For the back, I selected some of my stash of slightly imperfect bits of thinnish oak. After sawing off the nastiest flaws I had three reasonable bits. The offcuts are on the right.
These got planed down to about ¼" thickness
I then cut pairs of rebates to half the depth where the pieces come together.
I do like these old moving fillister planes. Not only do they work really well, they provided an opportunity for planemakers to show off their skills, making ever more elaborate long dovetail joints to fix the hard boxwood corner in place.
Just think for a minute about how you would cut those joints, by hand, on piece work, and have them last for well over a century...
At the top of the back, the pieces will fit into a little groove, so they need a ⅛" x ⅛" long tenon. I marked out with a cutting gauge and made a saw cut across the end
and planed it down to the line
To make the groove in the underside of the top, I used this nice old screw stem plough plane.
Really attentive readers will recognise it from
one of the old tool cleaning sticky posts.. It dates to between 1865 and 1880 and was made less than two miles away by Greenslades of Bristol.
Actually, a groove only ⅛" wide, ⅛" on and ⅛" down is about the limit of how small you can go with this plane, but it works, and here's the proof as the back panels pose in place.
At the bottom of the breadbin, these pieces will rest in a rebate, the idea being that they can be screwed in place after I have got the up and over door working.
Here is how I cut the rebate:
The other thing to crack on with before assembly is the mechanism for the door. It's a bit like the mechanism for one of those "barrister bookcases" you see in American woodworking magazines, but with the grooves in the cabinet, not the door, which will be too thin. A pair of brass pins in the door will run along the grooves.
These needed a gap at the far end, some knife cuts, some chiselling, some sawing, more chiselling and a little routing.
These also got a plastic liner, so they should run smoothly.
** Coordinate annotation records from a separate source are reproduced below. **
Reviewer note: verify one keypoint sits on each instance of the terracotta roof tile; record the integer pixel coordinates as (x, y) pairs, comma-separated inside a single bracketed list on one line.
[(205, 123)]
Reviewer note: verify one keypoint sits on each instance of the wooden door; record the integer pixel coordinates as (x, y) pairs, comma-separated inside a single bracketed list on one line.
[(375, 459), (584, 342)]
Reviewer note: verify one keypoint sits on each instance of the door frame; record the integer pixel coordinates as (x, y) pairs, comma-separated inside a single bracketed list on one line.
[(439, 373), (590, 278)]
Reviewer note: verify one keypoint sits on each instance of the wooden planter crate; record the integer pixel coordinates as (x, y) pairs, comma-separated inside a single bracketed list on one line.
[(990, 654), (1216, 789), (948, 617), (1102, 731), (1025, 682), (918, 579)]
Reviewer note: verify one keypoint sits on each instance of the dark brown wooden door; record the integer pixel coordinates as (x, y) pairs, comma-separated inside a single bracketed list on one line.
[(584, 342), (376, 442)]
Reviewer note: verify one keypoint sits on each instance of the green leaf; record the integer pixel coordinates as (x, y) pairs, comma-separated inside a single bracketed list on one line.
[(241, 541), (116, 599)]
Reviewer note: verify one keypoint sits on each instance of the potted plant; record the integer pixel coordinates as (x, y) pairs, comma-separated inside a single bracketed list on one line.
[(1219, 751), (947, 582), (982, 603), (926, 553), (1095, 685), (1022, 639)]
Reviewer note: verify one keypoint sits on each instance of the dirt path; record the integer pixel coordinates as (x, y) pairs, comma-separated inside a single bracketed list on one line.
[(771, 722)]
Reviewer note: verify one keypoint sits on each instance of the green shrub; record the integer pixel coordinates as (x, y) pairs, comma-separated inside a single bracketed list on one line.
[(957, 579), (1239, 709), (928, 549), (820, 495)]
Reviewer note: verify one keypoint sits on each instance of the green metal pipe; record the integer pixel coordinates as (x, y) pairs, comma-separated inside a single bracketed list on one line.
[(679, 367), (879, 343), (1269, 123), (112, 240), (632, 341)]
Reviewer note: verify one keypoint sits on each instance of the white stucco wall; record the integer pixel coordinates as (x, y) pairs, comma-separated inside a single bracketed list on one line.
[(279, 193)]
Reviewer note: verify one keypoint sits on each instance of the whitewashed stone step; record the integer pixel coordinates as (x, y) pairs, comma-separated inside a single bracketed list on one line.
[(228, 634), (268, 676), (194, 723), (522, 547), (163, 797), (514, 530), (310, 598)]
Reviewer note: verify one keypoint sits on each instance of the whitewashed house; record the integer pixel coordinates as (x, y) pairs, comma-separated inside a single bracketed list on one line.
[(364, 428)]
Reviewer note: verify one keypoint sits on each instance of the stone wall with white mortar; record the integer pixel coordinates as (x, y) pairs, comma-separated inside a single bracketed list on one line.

The ends also need a rebate for the back panels. I didn't plan this very well, so they ended up as stopped rebates. There's no way to plane a stopped rebate only 7" long and I wasn't about to get the electric router out from its long term storage box, so it was time for some more chiselling.
Just to demonstrate that stopped rebates are not a great design idea, I split one of the fragile ends off
but with some superglue and tape it soon got better again.
Then it was time for a quick sanding over the insides using an Abranet pad on the vacuum cleaner
before gluing up the project so far with the usual combination of liquid hide glue and lightweight clamps. The joints knocked together most of the way but I wanted to get them as tight as I could.